Май прожили. Повел он Семена на пристань.
В несчастливый день угодили, рев и вой стоял на берегу. Война с Германией началась, бабы мужиков провожали, защитников отечества.
Пьяные защитники плясали лихо, топтали горе лаптями:
Разойдись, народ,
Попадья плывет!
Грузная…
Некрут один, немолодой, лет тридцати, пристал к Семену, тряс его за плечи, требовал — земскому не верь, стой за крестьянскую правду! Никифор увел мужика к воде, помог умыться — не лезь, сказал, к парню, сделай милость, у тебя горе, а у нас вдвое, восемь лет не виделись и опять расстаемся.
Пароход выплыл из-за косы. Народ к мосткам кинулся. Пристанские кричали: «Полегче! Осади назад!» Куда там, разве удержишь! Застонали мостки, затрещали перила. Семен туда же бросился, в самую гущу, и потерялся в народе.

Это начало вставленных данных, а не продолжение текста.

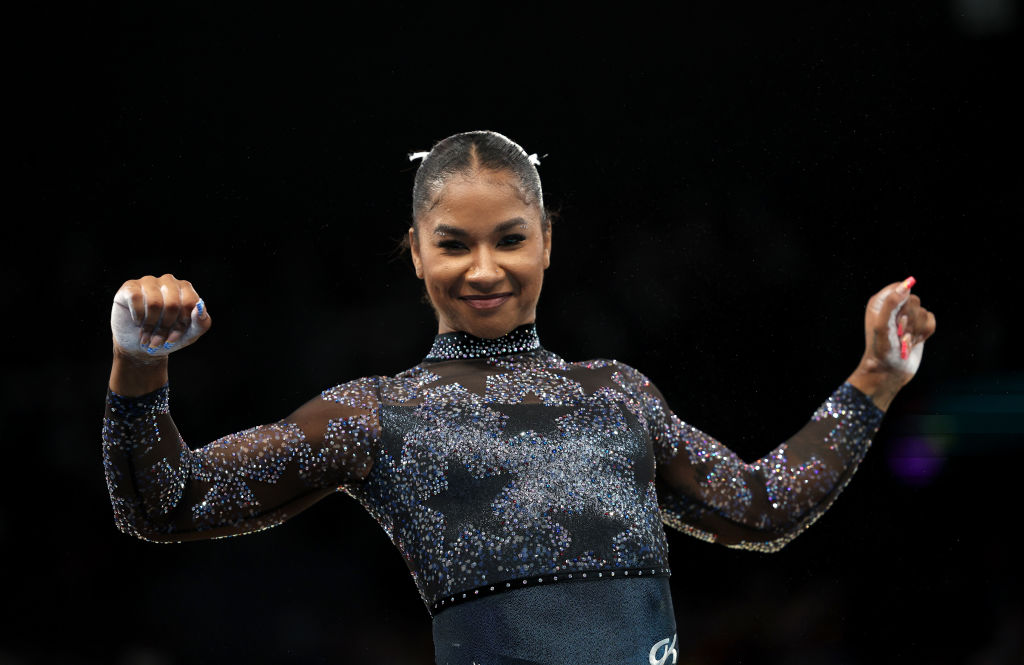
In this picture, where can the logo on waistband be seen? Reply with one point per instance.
(653, 657)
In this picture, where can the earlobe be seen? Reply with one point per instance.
(415, 251)
(547, 248)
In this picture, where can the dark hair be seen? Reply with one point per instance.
(470, 151)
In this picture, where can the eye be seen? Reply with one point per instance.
(513, 239)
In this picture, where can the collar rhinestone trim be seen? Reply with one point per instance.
(461, 344)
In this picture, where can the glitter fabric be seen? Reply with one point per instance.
(493, 464)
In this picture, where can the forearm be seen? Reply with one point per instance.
(132, 376)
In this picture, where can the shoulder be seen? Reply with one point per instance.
(361, 392)
(627, 377)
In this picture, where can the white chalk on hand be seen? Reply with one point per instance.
(126, 326)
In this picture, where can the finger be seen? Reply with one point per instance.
(188, 299)
(153, 307)
(170, 290)
(200, 323)
(125, 319)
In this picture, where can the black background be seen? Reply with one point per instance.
(733, 184)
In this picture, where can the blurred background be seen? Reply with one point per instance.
(733, 182)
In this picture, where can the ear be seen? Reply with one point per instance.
(414, 247)
(547, 247)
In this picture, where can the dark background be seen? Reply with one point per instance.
(733, 184)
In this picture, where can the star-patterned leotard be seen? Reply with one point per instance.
(494, 465)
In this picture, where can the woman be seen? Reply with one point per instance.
(526, 493)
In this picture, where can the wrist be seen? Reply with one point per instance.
(132, 375)
(879, 382)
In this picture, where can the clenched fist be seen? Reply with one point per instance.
(157, 316)
(895, 329)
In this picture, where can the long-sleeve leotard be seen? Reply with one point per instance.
(494, 463)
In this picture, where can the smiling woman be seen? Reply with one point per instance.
(527, 494)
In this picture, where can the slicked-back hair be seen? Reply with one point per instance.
(474, 151)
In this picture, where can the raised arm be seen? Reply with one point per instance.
(163, 491)
(707, 491)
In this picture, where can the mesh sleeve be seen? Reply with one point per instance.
(164, 491)
(708, 491)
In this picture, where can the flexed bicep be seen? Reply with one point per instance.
(706, 490)
(248, 481)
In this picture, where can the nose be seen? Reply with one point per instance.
(485, 273)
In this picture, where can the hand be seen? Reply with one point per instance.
(895, 329)
(153, 317)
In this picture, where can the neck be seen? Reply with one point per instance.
(458, 343)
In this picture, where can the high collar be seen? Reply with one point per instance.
(461, 344)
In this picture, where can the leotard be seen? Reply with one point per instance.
(497, 468)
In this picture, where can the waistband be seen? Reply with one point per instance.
(610, 621)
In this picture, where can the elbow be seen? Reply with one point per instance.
(763, 546)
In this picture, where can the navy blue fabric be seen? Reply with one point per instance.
(611, 622)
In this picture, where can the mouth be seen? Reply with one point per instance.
(485, 301)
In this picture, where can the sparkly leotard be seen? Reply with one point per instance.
(494, 465)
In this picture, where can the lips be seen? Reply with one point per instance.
(485, 301)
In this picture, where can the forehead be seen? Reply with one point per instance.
(479, 200)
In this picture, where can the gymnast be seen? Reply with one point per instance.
(526, 493)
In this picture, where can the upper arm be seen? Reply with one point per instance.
(248, 481)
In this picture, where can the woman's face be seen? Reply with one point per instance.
(482, 254)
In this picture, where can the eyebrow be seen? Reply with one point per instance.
(448, 230)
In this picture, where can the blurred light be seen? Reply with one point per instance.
(982, 17)
(915, 460)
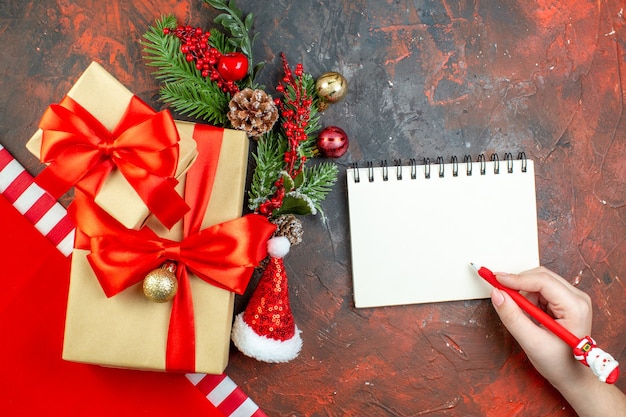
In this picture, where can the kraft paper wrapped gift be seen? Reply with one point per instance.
(106, 99)
(127, 330)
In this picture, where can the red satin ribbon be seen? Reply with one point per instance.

Пристанские торопились. Не успел пароход пристать как следует — прозвенел колокол. Началась давка. Зря толкаются, думал Никифор про новобранцев, казенные люди, без них не отчалят. Третьего отвального звонка он не слышал. Заревел пароход — Никифор вздрогнул и под бабий вой полез в гору. Крутая она, камень да глина, в мокрую погоду лошадям мука, на заднице к пристани спускаются. Влез на гору, отдышался и пристыдил себя, что про лошадей думал. В такое-то время! Сорвал с головы картуз — прощай, закричал, прощай, Сенюшка, не забывай тятю! Пароход уж на плес выходил, на середину Камы. Уехал Семен на белом пароходе свою правду искать, дай бог ему счастья.
Ночевал Никифор в лесу, у костра. Звезды летом ласковые. На другой день, к вечеру, домой пришел, посидел на лавке, повздыхал и за стряпню взялся. Плохо ли, хорошо ли на душе, а жить надо, службу справлять, мало-мальское хозяйство вести. Может, Семен вернется, в городе тоже несладко, там свои Сафроны есть. Жил, торопил лето, надеялся, что зимой Серый вернется, не век же ему сердиться. Следы не раз видел. Только чьи — не один Серый в лесу.
Два года прошло. Привыкать начал к одиночеству, свои песни складывал — как живет, пел, мужик смешной, шадровитый да косолапый, жизнью помятый, живет один, не тужит, сам себе служит, эх, калина, рябина моя, красна ягода.
Как-то весной, в дождливую пору, домой он рано пришел, увидел следы на крыльце, подумал, что не просто добраться к нему в такую пору, не каждый решится. В избе еще больше удивился — Семен за столом сидел, с ним мужик незнакомый. На столе самовар, значит, чай пили. Надо бы поздороваться, добрым словом гостей приветить, а он топтался у порога, мокрый картуз с руки на руку перекидывал. Семен первый заговорил — здравствуй, сказал, мы тут сами командуем, вымокли.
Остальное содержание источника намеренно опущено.